"理想の家族像"を勝手につくってはいないか?
在宅に関わる介護職にとって最も大切なこと、それは、いうまでもなく利用者の自立支援です。
と同時に、在宅ケアでは施設ケア以上に、家族支援のあり方が重要になってきています。実際、利用者との関係づくりより、家族とのコミュニケーションに難しさを感じている人も多いかもしれません。キーパーソンと連携しようにも、肝心のキーパーソンが見つからない、最近ではそんなケースも珍しくないようです。
家族支援に感じる難しさ。それは、もしかすると私たち介護職が、無意識のうちに"理想の家族像"を思い描いているからかもしれません。

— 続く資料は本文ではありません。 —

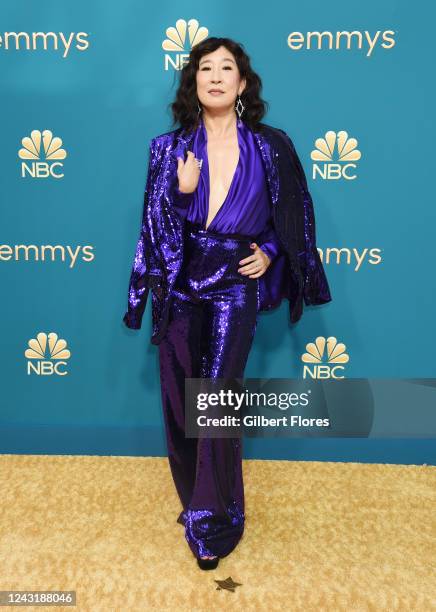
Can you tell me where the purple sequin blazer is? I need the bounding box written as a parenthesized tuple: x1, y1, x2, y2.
(123, 121, 332, 345)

老親の介護が必要となったら、子世代が同居して仕事や自身の生活と両立しながら(あるいは犠牲にして)面倒をみる……血縁や地縁が強かった時代ならともかく、今の、そしてこれからの介護者にそれを求めるのは無理というもの。また、そのように無理を強いる介護は本人・介護者双方にとって幸せな結果になりにくいものです。
そもそも今、高齢者のいる世帯の22.5%は高齢者の単独世帯。高齢夫婦だけの世帯と合わせると半数以上が高齢者だけで暮らしていることになります。ほんの20数年前まで全世帯の半数近くを占めていた三世代世帯は18.3%と2割にも満たなくなりました。また、晩婚・非婚化にともない、親と未婚の子のみの世帯が年々増えていることも見逃せません(表1)。
多様化する家族のかたちを受け入れ支援していく
主な介護者をみると6割が同居の家族など等であるものの、4割は事業者やその他となっています(表2)。介護保険制度スタートからの10年だけをみていても、介護を必要とする人と家族の有り様は多様化しており、このデータもその一端を表しているように思います。
また、リビングウィルなどに象徴されるように、自分の最期をしっかり準備をしておきたいと考える人が、親の介護や看取りを終えた50代・60代の世代を中心に増加傾向にあります。老後の生活を共にするのも家族や親族に限らず、親しい仲間、事実婚のパートナーなど、人によってさまざま。私たち介護職は、その人にとってかけがえのない存在を見出し、心と心をつなぐ架け橋のような役割が求められているのかもしれません。
家族の危機に向き合い共に乗り越えることも
在宅の介護職は、生活に密着している分、家族関係の負の面に直面する機会もあることと思います。虐待のサインや、介護疲れ、介護うつなどの兆候にいち早く気づくべき立場にあることを、しっかり心にとめておいてほしいと思います。少しでも気になったら必ず、ケアマネジャーや地域包括支援センター、そして他職種と情報を共有し、連携しながら支援にあたることが大切です。
どのような状況に遭遇しても、利用者や家族に対して、「よい/悪い」「加害者/被害者」といった先入観や固定観念を持たないようにしましょう。今どのような声かけや、働きかけが自分にできるのか、どんな地域の人的・物的資源がその人の役に立ちそうか、アンテナをピンとはっていてください。
家族との関係は、利用者が亡くなった後のグリーフケアまで続きます。鋭い感性や豊かな人間性、それも私たちに必要な大切な資質です。